In the difficult days of Covid, he says, the relationship has strengthened
with entrepreneurs, who have historically made the fortune of Italian design: «It was important from a human point of view, not only from a professional point of view. Ours is a somewhat introverted profession, if you compare it for example to architecture. You are not part of a system, most of the time you spend in the studio alone “. Design Weeks help: «They are a moment of sharing, a week full of unwritten appointments. We all find ourselves there. Many designers live in Milan, but for us in Copenhagen it also becomes an opportunity to experience the city. Otherwise if we come to Italy it is to see customers, we go directly to Brianza ».
There is a new creative impetus
For the Design Week, Elena Salmistraro has created many new projects: carpets, ceramics, jewels, tables, a washbasin … As part of the exhibition-event of Interior at the State University of Milan, he will set up a five-meter-high fountain in the shape of a Hydra in the courtyard of honor: “One of my monsters,” he jokes. «They say I have a dreamy style, in fact for me emotion is a function that the object must have».
A vision that has strengthened over the past two years. “In the pandemic, we re-evaluated the house and its power to make us feel good. Today, more than ever, design must be a friendly presence. I hope it will be the same for the Salone.
In my world I see a lot of desire to leave, you can breathe a good energy“. The forced pause nourished her creativity: «Paradoxically, in lockdown I felt freer to experiment, I felt like pushing the accelerator».
More with less
Getting off the merry-go-round for a while was also good for Martino Gamper, which the Salone has been attending for twenty-five years.

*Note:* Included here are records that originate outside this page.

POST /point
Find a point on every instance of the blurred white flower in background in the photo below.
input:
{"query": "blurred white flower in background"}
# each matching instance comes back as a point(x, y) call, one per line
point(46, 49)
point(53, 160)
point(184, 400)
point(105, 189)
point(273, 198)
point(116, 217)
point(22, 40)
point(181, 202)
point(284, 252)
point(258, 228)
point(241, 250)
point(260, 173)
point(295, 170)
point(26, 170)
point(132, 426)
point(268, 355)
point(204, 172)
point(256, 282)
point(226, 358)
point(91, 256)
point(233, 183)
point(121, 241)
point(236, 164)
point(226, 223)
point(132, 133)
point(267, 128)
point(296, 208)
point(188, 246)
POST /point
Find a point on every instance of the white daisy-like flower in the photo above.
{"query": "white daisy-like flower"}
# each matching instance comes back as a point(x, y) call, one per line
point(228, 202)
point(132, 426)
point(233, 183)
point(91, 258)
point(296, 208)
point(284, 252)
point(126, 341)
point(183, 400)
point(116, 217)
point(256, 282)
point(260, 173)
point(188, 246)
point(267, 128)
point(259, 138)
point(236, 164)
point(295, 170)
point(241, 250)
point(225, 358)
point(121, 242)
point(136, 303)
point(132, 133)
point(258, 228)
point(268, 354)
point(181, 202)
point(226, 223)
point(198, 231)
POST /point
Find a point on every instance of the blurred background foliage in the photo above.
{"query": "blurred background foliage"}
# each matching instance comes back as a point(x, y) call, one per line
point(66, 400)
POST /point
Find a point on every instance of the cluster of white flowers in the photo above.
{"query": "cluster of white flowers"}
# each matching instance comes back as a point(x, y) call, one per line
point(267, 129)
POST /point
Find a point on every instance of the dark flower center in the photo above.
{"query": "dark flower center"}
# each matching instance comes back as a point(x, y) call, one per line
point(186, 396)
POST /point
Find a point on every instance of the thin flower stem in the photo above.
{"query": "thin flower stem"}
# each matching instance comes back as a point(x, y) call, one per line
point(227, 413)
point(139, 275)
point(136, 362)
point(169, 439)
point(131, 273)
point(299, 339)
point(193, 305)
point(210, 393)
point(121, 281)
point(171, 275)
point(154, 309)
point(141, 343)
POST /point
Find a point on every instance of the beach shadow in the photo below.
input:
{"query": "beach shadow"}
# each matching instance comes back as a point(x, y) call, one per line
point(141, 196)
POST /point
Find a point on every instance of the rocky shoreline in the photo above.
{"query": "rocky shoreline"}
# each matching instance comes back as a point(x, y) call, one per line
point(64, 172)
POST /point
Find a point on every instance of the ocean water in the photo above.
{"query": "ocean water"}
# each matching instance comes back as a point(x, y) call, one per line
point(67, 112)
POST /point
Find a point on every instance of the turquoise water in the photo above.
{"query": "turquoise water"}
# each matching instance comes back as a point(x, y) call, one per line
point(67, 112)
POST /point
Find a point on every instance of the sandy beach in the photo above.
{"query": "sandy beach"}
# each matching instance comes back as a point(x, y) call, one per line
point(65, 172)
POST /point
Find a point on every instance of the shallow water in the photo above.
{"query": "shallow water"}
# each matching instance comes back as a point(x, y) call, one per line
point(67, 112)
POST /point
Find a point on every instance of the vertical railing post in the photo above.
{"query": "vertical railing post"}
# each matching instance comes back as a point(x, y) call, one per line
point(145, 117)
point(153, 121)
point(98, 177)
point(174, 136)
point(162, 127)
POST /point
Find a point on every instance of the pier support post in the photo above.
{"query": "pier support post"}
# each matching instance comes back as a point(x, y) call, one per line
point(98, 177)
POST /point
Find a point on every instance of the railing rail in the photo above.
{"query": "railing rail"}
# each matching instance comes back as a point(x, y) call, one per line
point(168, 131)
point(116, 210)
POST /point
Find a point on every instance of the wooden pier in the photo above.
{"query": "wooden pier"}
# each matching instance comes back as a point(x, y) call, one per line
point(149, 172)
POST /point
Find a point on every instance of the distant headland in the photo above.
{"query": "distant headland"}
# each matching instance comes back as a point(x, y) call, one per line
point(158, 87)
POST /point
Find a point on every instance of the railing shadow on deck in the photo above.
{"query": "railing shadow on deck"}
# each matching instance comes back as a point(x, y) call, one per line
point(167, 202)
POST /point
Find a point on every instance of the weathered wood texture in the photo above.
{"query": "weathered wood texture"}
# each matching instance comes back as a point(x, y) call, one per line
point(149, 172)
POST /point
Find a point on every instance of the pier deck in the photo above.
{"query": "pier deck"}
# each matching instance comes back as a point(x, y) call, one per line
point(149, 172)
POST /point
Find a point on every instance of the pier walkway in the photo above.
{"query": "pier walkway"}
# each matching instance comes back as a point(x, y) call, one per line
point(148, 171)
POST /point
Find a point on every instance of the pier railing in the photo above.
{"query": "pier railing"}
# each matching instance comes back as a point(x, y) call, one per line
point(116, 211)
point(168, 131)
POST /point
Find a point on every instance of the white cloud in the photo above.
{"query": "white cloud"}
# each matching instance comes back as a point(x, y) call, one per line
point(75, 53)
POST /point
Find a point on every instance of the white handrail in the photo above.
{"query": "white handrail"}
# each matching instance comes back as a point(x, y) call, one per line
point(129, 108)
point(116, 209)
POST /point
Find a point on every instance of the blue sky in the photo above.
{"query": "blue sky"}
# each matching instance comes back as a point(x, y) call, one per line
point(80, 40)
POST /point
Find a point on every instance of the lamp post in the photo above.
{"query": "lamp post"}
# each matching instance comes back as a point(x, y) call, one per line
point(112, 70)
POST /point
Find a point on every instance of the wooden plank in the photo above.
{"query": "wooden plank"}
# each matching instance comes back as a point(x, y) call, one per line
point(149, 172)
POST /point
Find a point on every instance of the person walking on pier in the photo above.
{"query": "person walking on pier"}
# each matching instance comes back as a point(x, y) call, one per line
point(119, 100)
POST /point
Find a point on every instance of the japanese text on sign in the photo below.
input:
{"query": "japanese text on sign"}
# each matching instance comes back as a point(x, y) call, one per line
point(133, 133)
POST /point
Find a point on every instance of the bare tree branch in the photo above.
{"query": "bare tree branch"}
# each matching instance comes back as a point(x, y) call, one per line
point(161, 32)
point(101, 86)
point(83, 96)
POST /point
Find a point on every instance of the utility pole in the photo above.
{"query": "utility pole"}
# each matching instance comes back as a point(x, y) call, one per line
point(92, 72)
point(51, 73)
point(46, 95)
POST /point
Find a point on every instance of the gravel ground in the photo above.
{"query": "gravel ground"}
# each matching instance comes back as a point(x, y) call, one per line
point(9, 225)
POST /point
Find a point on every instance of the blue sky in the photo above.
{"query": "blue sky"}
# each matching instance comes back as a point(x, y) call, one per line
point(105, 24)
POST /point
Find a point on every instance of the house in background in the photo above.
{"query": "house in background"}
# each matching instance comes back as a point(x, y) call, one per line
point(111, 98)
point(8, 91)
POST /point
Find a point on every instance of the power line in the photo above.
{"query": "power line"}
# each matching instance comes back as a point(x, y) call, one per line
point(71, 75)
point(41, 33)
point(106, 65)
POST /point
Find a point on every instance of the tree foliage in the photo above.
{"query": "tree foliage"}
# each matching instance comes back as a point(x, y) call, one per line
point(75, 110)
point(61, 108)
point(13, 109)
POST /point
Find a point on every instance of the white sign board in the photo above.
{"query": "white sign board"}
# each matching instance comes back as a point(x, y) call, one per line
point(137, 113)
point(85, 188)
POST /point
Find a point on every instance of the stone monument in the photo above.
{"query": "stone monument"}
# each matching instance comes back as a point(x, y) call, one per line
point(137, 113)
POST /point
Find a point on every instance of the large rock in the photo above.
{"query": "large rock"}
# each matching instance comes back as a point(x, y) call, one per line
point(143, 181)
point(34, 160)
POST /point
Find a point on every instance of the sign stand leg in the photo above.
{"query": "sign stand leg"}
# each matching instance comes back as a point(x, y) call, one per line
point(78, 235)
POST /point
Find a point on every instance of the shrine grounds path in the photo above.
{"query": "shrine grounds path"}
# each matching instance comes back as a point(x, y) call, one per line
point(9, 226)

He returns to Milan with an installation by Nilufar Depot, a reference address for collectible design. “Slowing down wasn’t a waste of time, you can do more by doing less. There are those who jump from plane to plane and at a certain point he realizes that he lives better if he takes the train.
This too is a question of sustainability, of what is sustainable for you “. At Nilufar, Gamper will present a reinterpretation of the curved steel furniture: «I found these old English furniture inspired by the Bauhaus that intrigued me a lot. I was simply thinking of restoring them and covering them with new fabrics, but then I decided to make some grafts, as if new branches had sprouted for a while ».
His is a very sui generis design since the days of the “One hundred chairs in a hundred days”, the project that made him famous. «Today this type of research has taken up space. There are so many different ways of doing design, and it is this pluralism that makes it interesting. If not, it would all be the same“.